European Union nations’ energy ministers have agreed on a gas price cap, after weeks of talks on the emergency measure that has split opinion across the bloc as it seeks to tame the energy crisis.

The Czech presidency of the European Council, which represents member countries, said a deal was reached in Brussels on Monday.

The cap is the 27-country EU’s latest attempt to lower high gas prices that have inflated citizens’ energy bills and driven record-high inflation this year after Russia cut off most of its gas deliveries to Europe.

EU officials and a document seen by Reuters news agency revealed that ministers agreed to trigger a cap if prices exceed 180 euros ($191) per megawatt hour for three days on the Dutch Title Transfer Facility (TTF) gas hub’s front-month contract, which serves as the European benchmark.

The cap can be triggered starting from February 15, 2023.

Once implemented, the price cap would prevent trades being done on the front-month to front-year TTF contracts at a price more than 35 euros ($37)/MWh above a reference level based on existing liquefied natural gas (LNG) price assessments, two EU officials said.

Following the announcement of the deal, Kremlin spokesman Dmitry Peskov said that the decision was an attack on market pricing, according to Russia’s Interfax news agency.

“This is a violation of the market price-setting, an infringement on market processes, any reference to a [price] cap is unacceptable,” Peskov was cited as saying.

‘Energy security’

EU nations have stuck together through nine rounds of sanctions against Russia over the war in Ukraine and energy-saving measures to avoid shortages of the fuel used to generate electricity, heat homes and power factories.
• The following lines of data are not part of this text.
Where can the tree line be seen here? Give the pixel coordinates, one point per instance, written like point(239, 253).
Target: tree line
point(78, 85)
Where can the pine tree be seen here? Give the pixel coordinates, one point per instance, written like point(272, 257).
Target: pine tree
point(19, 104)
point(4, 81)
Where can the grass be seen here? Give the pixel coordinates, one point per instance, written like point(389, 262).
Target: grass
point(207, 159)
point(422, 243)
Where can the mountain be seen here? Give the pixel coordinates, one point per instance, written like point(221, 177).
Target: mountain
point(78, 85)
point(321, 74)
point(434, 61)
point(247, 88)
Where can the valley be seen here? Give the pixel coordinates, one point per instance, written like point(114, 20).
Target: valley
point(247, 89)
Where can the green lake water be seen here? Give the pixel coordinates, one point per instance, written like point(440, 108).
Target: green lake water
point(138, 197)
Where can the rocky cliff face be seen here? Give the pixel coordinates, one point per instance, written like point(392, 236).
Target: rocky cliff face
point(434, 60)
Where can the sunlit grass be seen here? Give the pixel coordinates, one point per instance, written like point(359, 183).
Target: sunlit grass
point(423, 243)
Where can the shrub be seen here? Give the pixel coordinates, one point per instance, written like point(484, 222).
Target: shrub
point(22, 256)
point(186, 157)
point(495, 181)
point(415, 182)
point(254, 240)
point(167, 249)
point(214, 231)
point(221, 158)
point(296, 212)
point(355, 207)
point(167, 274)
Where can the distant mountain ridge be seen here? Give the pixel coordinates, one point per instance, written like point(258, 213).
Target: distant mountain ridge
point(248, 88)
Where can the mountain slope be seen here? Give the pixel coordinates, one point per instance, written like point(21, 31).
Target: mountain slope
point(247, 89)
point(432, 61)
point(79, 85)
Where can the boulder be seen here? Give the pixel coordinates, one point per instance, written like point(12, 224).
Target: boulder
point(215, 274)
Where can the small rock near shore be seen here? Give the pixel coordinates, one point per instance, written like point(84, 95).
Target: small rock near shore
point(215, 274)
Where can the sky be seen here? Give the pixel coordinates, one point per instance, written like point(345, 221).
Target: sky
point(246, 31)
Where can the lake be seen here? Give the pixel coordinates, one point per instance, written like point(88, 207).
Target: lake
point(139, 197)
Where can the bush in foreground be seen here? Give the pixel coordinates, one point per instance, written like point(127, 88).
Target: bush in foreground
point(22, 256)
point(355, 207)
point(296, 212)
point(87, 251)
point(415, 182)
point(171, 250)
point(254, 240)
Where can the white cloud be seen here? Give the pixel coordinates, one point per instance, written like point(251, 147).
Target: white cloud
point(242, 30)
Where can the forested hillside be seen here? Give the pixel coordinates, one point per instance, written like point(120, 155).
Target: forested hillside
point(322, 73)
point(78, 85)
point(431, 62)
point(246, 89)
But they were unable until Monday to close a deal on setting the complicated price cap for natural gas.

Germany voted to support the deal, despite having raised concerns about the policy’s effect on Europe’s ability to attract gas supplies in price-competitive global markets, three EU officials said.

“Nobody in Germany is against low gas prices, but we know we have to be very careful not to want to do something good and trigger something bad,” German Economy Minister Robert Habeck said on Monday, ahead of the meeting.

Three officials said the Netherlands and Austria abstained. Both had resisted the cap during negotiations, fearing it could disrupt Europe’s energy markets and compromise Europe’s energy security.

The deal follows months of debate on the idea and two previous emergency meetings that failed to clinch an agreement among countries that disagreed on whether a price cap would help or hinder Europe’s attempts to contain the energy crisis.

Roughly 15 countries, including Belgium, Greece and Poland, had demanded a cap below 200 euros ($212)/MWh – far lower than the 275 euros ($292)/MWh limit originally proposed by the European Commission last month.

“The fact that the countries who weren’t sure about it, the Germans specifically, have voted in favour of it, shows you just how much these EU leaders … wanted a deal,” Al Jazeera’s Dominic Kane, reporting from Berlin, said.

Belgian Energy Minister Tinne Van der Straeten said on Monday: “This is about our energy future. It’s about energy security. It’s about how we have affordable prices, that we avoid de-industrialisation,”

Initially, the cap will not apply to private gas trades outside energy exchanges, although this may be reviewed once it is in force.